Provision of Care

A sermon preached with the people of St. Peter’s Episcopal Church in Westfield, New York.

This morning we find Jesus landing in the region of Tyre. And he is ready for a break. He stops at a house where he believes no one will find him. “Yet he could not escape notice.”

He could not escape the notice of an unnamed woman who hears he is in town.

I imagine:

She whispered questions to friends and neighbors: “Do you know where he is staying?” “Who is hosting him?” “How long will he be here?”

She tracked down her closest and most trusted friend, and asked her to stay with her child, just for a short while, promising she would repay the kindness of watching over this suffering little one very soon.

She walked quickly, or maybe ran, to her destination, because there was no time to waste.

She arrived at the house and presented herself. A woman and a gentile, here to see Jesus, this man known to heal the unhealable. There was some commotion as Jesus’ hosts prevented her from entering.

Did she push and shove? Did she scream?

Jesus came out of his room, finally feeling the need to see what all the fuss was about.

And the woman immediately falls to her knees. And begs him to relieve her daughter of suffering.

And Jesus responds to this woman bowed down at his feet: “Let the children be fed first, for it is not fair to take the children’s food and throw it to the dogs.”

She is compared to a dog, and she is ready for it. Why?

Because she is a Syrophoenician woman seeking care.

This has happened before. And it will happen again.

She is both practiced and clever. She answers by entering into the reality of the epithet itself “Sir, even the dogs under the table eat the children’s crumbs.”

In other words, “okay let’s say I am a dog. Even us dogs lick up the leftover crumbs the children drop from the table.”

And it works.

“For saying that, you may go,” Jesus says. “’The demon has left your daughter.’ So she went home, found the child lying on the bed, and the demon gone.

In interpreting this story, some people try to soften Jesus’ first response to this woman’s request by imagining he was always intending to provide care, but that he was engaging in a rhetorical “teachable moment” to demonstrate the boundless love of God. But I tend to take the story on its face.

And, by the way, it still demonstrates the boundless love of God.

I tend to think Jesus – both fully divine and fully human – reacted out of cultural norms and biases and, quite possibly, out of exhaustion and a desire to be left alone for a while.

And then, he changed his mind.

Because I think in her response this woman reminded Jesus of who he is.

This woman showed true faith. She would not accept anything other than the truth of a God who cares for all people. A God who will not and does not deny care. To anyone.

A God who expects the same of us, God’s people.

This woman – this woman who was ethnically “other” to Jesus and his friends, this woman with a problem that was culturally taboo and scary to talk about; this woman in need of care.

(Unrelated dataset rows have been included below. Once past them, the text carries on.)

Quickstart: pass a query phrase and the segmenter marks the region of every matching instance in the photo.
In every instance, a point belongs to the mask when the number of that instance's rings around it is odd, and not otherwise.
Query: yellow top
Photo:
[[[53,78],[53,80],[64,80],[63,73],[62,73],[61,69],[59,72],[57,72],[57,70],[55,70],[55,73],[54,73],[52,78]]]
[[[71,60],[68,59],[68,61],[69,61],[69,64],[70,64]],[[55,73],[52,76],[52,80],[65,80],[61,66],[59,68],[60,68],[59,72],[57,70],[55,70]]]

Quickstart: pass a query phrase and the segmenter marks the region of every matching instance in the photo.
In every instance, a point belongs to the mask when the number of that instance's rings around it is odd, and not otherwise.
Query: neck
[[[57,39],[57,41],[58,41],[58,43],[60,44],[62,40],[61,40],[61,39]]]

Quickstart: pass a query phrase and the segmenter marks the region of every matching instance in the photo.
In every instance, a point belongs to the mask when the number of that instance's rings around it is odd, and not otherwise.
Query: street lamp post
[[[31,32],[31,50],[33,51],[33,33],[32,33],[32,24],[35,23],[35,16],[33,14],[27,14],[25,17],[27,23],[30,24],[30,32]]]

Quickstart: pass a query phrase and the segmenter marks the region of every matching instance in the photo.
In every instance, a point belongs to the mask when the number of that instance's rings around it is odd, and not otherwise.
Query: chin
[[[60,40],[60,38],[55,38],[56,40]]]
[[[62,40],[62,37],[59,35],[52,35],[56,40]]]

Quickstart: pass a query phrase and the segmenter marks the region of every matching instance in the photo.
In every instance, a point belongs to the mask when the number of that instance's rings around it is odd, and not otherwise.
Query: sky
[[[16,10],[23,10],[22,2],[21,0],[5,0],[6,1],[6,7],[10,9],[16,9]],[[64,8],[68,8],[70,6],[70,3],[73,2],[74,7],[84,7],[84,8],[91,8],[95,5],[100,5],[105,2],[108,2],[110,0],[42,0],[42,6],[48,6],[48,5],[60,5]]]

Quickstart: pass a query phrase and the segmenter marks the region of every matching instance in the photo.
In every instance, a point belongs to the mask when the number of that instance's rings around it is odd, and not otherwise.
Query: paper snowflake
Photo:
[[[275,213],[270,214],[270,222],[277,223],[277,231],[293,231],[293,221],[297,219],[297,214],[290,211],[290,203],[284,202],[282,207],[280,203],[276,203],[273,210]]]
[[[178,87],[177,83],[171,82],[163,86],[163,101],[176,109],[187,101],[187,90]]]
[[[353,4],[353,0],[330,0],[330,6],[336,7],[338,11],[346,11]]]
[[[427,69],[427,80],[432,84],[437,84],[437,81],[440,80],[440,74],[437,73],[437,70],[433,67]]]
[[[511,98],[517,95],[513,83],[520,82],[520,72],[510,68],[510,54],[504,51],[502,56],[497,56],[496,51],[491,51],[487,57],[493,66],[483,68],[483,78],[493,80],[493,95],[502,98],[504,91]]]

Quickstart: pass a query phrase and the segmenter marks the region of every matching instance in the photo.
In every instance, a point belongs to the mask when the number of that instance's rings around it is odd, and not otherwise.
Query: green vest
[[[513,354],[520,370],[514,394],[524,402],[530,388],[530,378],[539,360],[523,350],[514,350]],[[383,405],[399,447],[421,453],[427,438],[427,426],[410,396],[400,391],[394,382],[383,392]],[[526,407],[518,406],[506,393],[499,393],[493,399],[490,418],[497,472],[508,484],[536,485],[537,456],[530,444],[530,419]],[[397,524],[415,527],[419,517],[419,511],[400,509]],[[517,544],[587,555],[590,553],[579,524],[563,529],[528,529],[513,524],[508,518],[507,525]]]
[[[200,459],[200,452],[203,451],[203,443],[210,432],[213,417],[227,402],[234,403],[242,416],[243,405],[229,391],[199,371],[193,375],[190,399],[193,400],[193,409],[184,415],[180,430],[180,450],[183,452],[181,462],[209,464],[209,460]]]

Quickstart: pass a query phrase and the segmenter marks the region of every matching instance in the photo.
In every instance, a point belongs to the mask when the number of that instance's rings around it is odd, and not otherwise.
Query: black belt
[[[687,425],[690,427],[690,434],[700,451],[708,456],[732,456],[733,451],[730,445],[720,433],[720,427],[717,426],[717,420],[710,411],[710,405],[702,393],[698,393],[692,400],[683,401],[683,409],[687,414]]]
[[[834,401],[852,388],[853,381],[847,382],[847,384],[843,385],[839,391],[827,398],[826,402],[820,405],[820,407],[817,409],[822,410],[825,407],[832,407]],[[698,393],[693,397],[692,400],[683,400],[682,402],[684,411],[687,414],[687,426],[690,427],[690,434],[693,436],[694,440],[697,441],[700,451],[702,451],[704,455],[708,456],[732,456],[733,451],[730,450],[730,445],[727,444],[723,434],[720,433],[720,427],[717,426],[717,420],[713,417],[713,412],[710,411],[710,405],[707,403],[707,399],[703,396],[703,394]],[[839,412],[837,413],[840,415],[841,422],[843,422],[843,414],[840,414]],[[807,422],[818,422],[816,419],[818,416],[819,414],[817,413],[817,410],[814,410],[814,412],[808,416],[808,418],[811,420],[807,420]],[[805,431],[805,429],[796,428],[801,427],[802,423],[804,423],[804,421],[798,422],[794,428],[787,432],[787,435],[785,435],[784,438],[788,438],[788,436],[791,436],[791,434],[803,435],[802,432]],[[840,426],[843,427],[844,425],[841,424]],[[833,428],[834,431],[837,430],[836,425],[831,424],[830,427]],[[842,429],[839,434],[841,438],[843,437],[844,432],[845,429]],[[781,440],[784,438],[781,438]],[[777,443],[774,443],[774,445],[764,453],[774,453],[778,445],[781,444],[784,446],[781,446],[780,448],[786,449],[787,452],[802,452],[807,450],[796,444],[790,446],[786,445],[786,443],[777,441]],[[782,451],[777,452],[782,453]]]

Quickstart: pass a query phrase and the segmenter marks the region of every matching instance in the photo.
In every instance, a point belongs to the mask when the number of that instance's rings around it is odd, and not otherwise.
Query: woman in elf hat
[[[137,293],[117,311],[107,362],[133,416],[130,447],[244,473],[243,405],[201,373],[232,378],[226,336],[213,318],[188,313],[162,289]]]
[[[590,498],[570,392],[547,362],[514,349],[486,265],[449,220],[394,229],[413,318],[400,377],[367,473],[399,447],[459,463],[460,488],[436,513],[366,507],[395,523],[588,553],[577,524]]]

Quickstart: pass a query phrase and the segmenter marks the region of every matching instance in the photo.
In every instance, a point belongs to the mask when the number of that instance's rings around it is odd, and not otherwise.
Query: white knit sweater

She reminded Jesus of his own teachings.

She reminded Jesus of who he is.

And today, this woman reminds us of who we are as followers of Jesus.

In weak moments – particularly when we are exhausted and in need of a break – we may well fall back on pervasive biases; on generalizations that cause us not to recognize the person before us in need of care as a human being. As beloved. As made in God’s image. But instead to see them as something other. Something less than human. I know this happens to me. Maybe it does to you too.

And, when we followers of Jesus are at our very best, we overcome the temptation to fall back on these easy biases. We change our minds. And we act out of what we know from Jesus’ teaching: that we are to feed the hungry, welcome the stranger, clothe the naked, visit the imprisoned; we are to heal and to cast out demons.

In other words, we are to provide care for those who are so often the targets of our deeply embedded biases and assumptions. To remember that “mercy triumphs over judgment.” To look out for people in need of care.

Any kind of care.

That is who we are:

Those who show the boundless love of God in the world through our no-strings-attached, compassionate, respectful, loving provision of care to all of God’s people.